The Opec+ alliance of oil-producing countries has agreed to a larger-than-expected supply increase in May, resulting in oil prices plunging by nearly 6 per cent in evening trading.
The group, which includes Saudi Arabia and Russia, will add 411,000 barrels per day to the market next month, Opec said in a statement on Thursday.
“In view of the continuing healthy market fundamentals and the positive market outlook … the eight participating countries will implement a production adjustment of 411,000 bpd, equivalent to three monthly increments, in May 2025,” the group said.
The decision, which followed a ministerial meeting earlier in the day, exacerbated the slump in crude prices triggered by US President Donald Trump’s announcement of historic tariffs, which have placed the spotlight on the oil demand outlook.
Brent, the benchmark for two thirds of the world’s oil, was down 7.20 per cent at $69.55 a barrel at 7.20pm UAE time on Thursday. West Texas Intermediate, the gauge that tracks US crude, was 7.88 per cent lower at $66.06 a barrel.
Last month, Opec+ said it would proceed with a "gradual and flexible" unwinding of voluntary production cuts of 2.2 million bpd starting in April, adding 138,000 bpd per month until September 2026.
The planned return of production cuts – originally made by eight Opec+ members, including Saudi Arabia, Russia, the UAE and Iraq, in November 2023 – had been pushed back several times amid concerns about growing supply in the market.
"The gradual increases may be paused or reversed subject to evolving market conditions," Opec said. "This flexibility will allow the group to continue to support oil market stability."
The eight Opec+ countries noted that the supply boost will provide an opportunity for the participating countries to accelerate their compensation, the statement said.

Last month, the alliance released a new schedule for seven member nations to make further oil output cuts to compensate for exceeding their quotas.
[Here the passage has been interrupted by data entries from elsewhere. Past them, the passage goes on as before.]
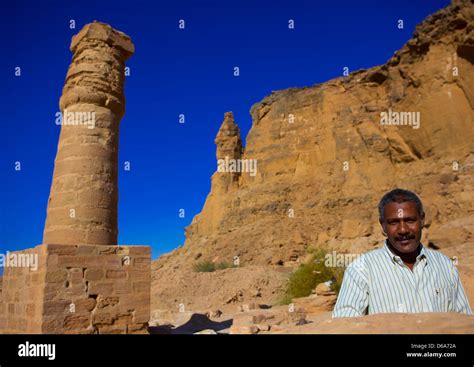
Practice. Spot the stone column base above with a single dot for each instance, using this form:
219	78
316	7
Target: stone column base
83	289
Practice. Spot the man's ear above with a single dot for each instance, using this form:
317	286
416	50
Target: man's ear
384	231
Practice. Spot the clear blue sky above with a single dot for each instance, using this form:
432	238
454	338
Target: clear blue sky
173	71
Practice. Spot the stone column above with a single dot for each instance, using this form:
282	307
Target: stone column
82	206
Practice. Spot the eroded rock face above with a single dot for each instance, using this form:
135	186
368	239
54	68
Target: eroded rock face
327	153
82	207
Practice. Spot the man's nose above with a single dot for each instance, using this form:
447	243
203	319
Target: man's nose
402	228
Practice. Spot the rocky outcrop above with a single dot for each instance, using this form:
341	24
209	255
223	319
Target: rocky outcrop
327	153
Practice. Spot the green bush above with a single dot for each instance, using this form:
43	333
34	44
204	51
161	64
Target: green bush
209	266
307	276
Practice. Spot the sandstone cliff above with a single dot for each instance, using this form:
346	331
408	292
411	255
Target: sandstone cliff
325	157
The plan includes monthly cuts ranging from 189,000 bpd to 435,000 bpd, with the reductions scheduled to last until June 2026.
"There is some confidence within the group that the market can absorb additional barrels in a period where demand seasonally rises, but also that the supply increase would be smaller due to compensation cuts as well other supply disruptions," said Giovanni Staunovo, strategist at UBS.
"Also, warmer weather in the Middle East is seasonally rising, with more crude domestically needed," Mr Staunovo told The National.
Opec+'s latest decision follows Mr Trump's announcement of sweeping tariff measures on US trading partners on Wednesday, prompting world leaders to consider retaliatory steps and raising the risk of trade wars that could hinder global economic growth.
The minimum 10 per cent tariffs on all imports were established through an executive order, with Mr Trump saying the action will be imposed on “friend and foe alike” because, “in many cases, the friend is worse than the foe in terms of trade”.